I've added in a taxonomy_overrides argument to make_taxonomy. It follows a similar form to taxonomy_fixes but is implemented differently (via left_join) due to the string-to-find and the string-to-replace being in different columns. However, another tack-on-fix at this point highlights the precarious nature of our current taxonomy workflow. I've changed the appropriate code in envPIA, but envClean::taxonomy_overrides currently only deals with the Hooded Plover issues. I'll leave this open until it has been tested more thoroughly.

Calamanthus commented 6 months ago

Great, thanks. I'll add the other cases above. Where is envClean::taxonomy_overrides? I can't see it under ~/packages/envClean...

Acanthiza commented 6 months ago

It's in the taxonomy_fixes.R file (in data-raw).

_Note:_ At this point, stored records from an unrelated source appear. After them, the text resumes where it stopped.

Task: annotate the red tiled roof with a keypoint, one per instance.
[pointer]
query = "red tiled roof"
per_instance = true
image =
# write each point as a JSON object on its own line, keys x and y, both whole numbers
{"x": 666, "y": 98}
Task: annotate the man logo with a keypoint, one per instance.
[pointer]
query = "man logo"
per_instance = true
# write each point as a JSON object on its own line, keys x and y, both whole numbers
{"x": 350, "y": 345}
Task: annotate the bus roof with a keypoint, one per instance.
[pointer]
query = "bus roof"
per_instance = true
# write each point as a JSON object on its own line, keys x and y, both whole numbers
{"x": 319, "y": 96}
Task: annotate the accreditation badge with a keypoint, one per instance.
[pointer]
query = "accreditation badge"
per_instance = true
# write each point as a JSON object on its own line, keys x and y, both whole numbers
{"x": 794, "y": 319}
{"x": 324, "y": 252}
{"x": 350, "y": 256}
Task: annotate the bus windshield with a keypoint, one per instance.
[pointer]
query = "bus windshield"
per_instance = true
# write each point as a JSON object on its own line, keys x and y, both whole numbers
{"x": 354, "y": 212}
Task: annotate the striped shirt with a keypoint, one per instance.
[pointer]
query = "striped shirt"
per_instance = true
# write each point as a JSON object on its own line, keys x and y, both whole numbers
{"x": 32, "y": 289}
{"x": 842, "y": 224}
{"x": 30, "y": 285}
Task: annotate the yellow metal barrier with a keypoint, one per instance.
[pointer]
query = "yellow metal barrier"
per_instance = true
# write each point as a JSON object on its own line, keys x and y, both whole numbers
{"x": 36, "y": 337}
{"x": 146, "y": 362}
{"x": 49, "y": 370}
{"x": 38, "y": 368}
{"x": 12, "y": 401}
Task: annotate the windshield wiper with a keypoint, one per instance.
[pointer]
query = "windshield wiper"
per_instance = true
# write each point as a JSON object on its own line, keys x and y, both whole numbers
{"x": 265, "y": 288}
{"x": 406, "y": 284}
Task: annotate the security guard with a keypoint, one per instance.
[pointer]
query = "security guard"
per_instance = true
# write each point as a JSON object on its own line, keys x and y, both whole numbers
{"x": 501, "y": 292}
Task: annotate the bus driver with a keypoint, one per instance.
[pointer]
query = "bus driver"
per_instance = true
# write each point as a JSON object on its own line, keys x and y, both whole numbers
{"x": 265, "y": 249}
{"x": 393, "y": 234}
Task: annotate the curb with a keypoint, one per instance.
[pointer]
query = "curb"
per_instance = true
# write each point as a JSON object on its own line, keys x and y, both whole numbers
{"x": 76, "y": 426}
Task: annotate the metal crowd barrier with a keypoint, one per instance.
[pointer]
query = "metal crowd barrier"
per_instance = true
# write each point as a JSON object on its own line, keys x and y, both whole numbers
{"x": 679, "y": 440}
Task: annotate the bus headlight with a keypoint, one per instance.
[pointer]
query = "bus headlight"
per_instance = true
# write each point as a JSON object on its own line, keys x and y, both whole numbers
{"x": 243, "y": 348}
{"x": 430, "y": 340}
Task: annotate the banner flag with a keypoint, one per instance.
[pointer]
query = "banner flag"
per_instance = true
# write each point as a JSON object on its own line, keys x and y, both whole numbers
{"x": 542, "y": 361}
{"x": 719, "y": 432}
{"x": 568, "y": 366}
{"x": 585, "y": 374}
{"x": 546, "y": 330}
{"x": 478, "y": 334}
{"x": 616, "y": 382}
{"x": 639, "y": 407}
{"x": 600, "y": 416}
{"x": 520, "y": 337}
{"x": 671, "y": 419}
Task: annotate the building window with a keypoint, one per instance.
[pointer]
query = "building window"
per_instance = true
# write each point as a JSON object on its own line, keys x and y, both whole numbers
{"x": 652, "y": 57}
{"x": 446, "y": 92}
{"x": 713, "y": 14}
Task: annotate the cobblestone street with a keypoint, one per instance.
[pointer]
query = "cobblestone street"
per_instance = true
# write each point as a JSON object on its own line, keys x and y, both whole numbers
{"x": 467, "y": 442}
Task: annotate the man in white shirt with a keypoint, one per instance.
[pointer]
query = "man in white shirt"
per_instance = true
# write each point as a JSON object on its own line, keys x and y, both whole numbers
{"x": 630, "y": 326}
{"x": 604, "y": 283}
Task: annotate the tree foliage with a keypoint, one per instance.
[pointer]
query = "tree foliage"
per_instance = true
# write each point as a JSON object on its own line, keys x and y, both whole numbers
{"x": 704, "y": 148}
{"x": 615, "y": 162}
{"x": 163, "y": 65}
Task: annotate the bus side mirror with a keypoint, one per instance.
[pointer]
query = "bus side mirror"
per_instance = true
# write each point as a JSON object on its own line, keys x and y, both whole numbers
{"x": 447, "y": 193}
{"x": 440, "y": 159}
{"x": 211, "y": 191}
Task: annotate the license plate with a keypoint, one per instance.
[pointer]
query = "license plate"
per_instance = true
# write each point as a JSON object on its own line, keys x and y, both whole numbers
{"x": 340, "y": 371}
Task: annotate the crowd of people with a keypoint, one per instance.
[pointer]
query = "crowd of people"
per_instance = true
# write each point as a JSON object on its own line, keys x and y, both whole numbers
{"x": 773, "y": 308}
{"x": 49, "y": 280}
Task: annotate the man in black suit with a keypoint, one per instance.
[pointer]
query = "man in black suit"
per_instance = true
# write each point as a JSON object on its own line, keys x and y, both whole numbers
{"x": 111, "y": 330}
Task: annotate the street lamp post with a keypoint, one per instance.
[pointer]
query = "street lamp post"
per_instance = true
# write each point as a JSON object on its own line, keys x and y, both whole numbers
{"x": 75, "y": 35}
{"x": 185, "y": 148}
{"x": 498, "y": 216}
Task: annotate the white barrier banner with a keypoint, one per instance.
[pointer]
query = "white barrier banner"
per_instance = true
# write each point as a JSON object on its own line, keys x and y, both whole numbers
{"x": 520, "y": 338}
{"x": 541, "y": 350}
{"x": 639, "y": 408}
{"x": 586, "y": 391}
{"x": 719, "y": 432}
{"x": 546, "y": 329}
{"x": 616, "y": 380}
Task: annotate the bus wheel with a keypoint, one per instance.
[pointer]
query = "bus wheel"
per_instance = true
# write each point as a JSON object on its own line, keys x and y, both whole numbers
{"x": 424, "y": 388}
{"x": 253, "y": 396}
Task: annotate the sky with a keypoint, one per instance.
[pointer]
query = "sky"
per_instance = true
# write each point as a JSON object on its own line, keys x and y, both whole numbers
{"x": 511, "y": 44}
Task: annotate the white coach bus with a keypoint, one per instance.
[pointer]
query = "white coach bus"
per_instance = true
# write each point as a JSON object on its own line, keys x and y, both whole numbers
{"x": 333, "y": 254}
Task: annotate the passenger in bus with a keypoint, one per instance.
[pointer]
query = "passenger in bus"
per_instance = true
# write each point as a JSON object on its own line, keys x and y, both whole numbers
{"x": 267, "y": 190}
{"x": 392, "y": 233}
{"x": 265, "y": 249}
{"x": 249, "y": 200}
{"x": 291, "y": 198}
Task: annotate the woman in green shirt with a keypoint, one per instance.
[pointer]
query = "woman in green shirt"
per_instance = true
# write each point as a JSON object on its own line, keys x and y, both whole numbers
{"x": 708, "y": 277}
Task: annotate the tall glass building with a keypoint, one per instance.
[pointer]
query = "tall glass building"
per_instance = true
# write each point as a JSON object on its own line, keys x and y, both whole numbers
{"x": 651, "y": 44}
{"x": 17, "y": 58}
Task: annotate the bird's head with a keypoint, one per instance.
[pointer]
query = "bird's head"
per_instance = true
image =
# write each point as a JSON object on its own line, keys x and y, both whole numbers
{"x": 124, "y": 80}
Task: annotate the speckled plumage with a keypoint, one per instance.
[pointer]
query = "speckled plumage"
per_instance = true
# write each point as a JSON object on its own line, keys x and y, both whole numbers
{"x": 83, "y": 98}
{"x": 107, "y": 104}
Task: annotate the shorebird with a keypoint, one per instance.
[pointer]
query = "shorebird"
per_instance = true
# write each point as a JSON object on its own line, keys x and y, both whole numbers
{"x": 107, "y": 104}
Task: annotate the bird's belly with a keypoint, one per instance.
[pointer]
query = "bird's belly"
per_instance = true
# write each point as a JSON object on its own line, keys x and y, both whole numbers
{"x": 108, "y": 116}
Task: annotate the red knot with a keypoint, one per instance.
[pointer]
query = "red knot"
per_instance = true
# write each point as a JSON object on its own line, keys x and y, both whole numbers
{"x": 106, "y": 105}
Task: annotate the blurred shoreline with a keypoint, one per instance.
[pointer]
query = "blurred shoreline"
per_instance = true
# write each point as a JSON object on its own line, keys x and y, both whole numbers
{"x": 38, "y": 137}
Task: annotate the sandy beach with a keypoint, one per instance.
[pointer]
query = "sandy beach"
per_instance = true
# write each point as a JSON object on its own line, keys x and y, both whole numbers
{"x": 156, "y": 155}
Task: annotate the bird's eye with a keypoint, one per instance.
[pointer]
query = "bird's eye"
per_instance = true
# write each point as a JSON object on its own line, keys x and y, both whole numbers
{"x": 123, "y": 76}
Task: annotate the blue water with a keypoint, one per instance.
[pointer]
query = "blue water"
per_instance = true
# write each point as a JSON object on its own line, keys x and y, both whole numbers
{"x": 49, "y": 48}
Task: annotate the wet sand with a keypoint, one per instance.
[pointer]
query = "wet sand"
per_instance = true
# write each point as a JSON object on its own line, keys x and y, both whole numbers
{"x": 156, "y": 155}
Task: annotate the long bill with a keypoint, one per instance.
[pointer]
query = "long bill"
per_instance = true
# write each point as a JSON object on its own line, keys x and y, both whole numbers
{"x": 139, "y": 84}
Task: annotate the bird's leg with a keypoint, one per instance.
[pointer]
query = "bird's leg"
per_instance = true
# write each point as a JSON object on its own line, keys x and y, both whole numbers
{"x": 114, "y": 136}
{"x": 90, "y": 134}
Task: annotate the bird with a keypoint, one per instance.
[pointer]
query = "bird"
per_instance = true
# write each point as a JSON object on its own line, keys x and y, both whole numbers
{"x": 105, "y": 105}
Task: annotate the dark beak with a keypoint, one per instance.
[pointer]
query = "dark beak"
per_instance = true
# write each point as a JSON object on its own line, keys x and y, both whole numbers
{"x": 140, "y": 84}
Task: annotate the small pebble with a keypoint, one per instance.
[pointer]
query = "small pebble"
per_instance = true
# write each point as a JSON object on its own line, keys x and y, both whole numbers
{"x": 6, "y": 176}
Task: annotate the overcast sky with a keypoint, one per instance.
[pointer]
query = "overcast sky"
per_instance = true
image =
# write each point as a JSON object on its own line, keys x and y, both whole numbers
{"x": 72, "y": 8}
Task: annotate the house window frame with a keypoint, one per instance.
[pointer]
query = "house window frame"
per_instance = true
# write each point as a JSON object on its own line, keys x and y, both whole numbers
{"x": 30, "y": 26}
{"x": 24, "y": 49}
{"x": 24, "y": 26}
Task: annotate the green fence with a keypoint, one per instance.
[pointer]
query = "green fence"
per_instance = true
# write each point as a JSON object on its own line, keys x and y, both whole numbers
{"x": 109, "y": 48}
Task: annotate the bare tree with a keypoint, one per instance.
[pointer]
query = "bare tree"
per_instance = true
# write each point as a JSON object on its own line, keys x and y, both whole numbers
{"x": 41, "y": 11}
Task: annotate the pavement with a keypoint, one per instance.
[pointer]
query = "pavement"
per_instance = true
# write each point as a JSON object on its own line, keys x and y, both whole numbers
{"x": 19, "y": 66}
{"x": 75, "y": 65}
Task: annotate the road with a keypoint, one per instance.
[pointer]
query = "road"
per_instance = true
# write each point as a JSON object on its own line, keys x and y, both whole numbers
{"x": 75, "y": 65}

Calamanthus commented 6 months ago

Ok, I was thinking it was its own script

Calamanthus commented 6 months ago

Just looking at the code...if this is just changing the taxa in the lutaxa result, then the best key will presumedly not be relevant to the updated taxa. Do we want an override field in lutaxa to flag that the gbif taxonomy has been changed and the best key is no longer relevant?

Acanthiza commented 6 months ago

The link to the taxonomic hierarchy to use (in taxa$taxonomy) is via the taxa column. The key wasn't being used. I've now removed the key from lutaxa output. I've tried to think of a way to make these fixes earlier so that the correct other attributes (e.g. the status, matchtype and rank) come through, but haven't been able to work out how to implement it. So yes, perhaps worth flagging that those fields may be incorrect in the lutaxa results if a 'fix' has been made.

Acanthiza commented 1 month ago

Closing as this has moved on and is implemented (differently) in the current version of make_taxonomy that calls galah::search_taxa instead of rgbif::name_backbone_checklist

Calamanthus commented 1 month ago

I went to close this last week for the same reason, but left it open, as the overrides for galah are still not working properly. I will start a new issue for that when I have a chance.